No ano passado, após uma série de críticas pela falta de planejamento de ações para o bicentenário, o secretário especial da Cultura, Mario Frias, anunciou uma linha de crédito de R$ 600 milhões para as celebrações.

A historiadora Rosa Maria Araújo, diretora do Arquivo Geral do Rio e integrante de um grupo de trabalho para as comemorações do bicentenário na cidade, acrescenta um outro dado à discussão: os impactos da instabilidade política e das crises econômica e sanitária têm “apagado” a data. A pesquisa do Ipespe mostra que, para os brasileiros, são justamente a saúde, a educação e o combate à fome que devem receber uma maior atenção em 2022, assim como o desemprego e o custo de vida.

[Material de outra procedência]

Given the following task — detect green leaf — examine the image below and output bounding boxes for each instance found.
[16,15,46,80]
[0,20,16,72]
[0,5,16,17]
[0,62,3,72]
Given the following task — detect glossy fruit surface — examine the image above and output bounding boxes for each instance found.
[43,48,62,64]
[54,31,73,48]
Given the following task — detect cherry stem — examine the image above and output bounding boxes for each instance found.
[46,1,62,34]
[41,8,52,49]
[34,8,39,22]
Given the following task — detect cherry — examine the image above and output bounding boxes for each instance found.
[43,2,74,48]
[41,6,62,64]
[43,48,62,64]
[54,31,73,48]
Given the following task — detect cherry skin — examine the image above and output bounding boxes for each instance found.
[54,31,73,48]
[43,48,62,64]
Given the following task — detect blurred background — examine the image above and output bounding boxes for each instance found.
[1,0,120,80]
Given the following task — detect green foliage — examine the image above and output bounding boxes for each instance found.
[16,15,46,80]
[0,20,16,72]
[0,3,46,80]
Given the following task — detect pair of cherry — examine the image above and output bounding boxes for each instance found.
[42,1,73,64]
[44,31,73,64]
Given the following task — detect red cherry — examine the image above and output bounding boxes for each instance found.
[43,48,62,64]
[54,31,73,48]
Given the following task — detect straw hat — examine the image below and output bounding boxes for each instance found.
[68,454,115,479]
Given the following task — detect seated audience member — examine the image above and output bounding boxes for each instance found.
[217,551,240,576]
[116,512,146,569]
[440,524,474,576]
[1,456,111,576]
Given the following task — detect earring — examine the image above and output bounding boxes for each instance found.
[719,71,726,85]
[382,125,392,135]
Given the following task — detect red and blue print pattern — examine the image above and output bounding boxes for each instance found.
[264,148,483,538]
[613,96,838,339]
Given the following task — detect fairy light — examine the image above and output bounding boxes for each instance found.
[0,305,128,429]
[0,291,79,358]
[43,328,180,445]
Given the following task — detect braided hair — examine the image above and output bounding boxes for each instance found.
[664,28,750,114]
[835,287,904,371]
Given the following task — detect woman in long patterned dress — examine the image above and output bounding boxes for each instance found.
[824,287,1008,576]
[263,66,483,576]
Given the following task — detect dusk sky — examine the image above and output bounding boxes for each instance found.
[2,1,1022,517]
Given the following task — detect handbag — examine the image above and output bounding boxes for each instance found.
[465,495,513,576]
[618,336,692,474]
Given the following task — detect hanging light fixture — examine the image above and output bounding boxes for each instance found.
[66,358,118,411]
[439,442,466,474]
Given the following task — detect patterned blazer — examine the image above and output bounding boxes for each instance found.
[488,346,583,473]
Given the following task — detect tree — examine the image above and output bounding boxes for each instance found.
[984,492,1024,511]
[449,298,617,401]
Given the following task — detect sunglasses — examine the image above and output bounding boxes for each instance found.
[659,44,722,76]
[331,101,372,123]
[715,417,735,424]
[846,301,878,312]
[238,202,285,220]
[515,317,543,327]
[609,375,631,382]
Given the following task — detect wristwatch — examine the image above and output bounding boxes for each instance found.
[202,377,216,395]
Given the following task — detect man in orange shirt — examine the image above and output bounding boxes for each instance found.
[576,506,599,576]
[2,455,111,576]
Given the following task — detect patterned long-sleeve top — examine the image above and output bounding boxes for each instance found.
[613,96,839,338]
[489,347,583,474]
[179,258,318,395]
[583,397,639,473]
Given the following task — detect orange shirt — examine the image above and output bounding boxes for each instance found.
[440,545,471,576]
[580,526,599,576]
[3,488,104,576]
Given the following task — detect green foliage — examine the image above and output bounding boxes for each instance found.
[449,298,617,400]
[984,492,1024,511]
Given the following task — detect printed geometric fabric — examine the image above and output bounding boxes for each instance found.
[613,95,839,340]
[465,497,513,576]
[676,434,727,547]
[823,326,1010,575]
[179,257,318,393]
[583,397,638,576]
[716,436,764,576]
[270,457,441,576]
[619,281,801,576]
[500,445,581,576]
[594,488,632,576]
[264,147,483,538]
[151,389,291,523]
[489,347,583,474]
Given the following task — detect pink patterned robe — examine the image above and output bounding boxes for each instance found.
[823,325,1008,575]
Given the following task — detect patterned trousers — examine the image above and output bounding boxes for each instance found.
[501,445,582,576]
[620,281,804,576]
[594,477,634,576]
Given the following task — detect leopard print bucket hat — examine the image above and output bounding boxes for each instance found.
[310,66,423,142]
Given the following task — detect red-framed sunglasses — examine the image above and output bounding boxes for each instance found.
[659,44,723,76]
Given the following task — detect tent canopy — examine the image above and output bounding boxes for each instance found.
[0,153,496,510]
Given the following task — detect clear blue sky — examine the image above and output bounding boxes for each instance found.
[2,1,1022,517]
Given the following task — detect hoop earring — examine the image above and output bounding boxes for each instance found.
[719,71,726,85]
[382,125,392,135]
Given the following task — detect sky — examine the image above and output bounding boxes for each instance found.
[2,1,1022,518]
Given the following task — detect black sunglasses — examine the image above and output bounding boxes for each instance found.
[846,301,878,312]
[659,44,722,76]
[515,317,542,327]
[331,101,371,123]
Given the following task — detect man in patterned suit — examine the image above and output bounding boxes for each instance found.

— Há uma concorrência com a Covid, que está solapando o Brasil do ponto de vista sanitário, economicamente e socialmente — diz Rosa Maria Araújo.

Turbulências na relação do Executivo com o Legislativo, como os dois impeachments, e acontecimentos que ainda resvalam no cotidiano político e eleitoral atual, caso da Lava-Jato, também são lembrados — no caso da saída de Dilma Rousseff e da operação que notabilizou o hoje presidenciável Sergio Moro, os impactos são visíveis no cenário em curso de 2022. O impeachment de Dilma tem o dobro das primeiras menções que o de Collor e é mais lembrado por entrevistados com ensino fundamental, o que indica que pode ter mais peso para a base que ajudou a elegê-la. O fim da ditadura é mais citado entre brasileiros com ensino superior.

O cientista político Leonardo Avritzer, da Universidade Federal de Minas Gerais (UFMG) e do Observatório da Democracia, chama a atenção ainda para o destaque da redemocratização entre os períodos históricos com maior importância:

— A população brasileira volta a se preocupar com a questão da democracia. Ao mesmo tempo, temos grupos diferentes achando coisas diferentes, o que se expressa num quadro polarizado.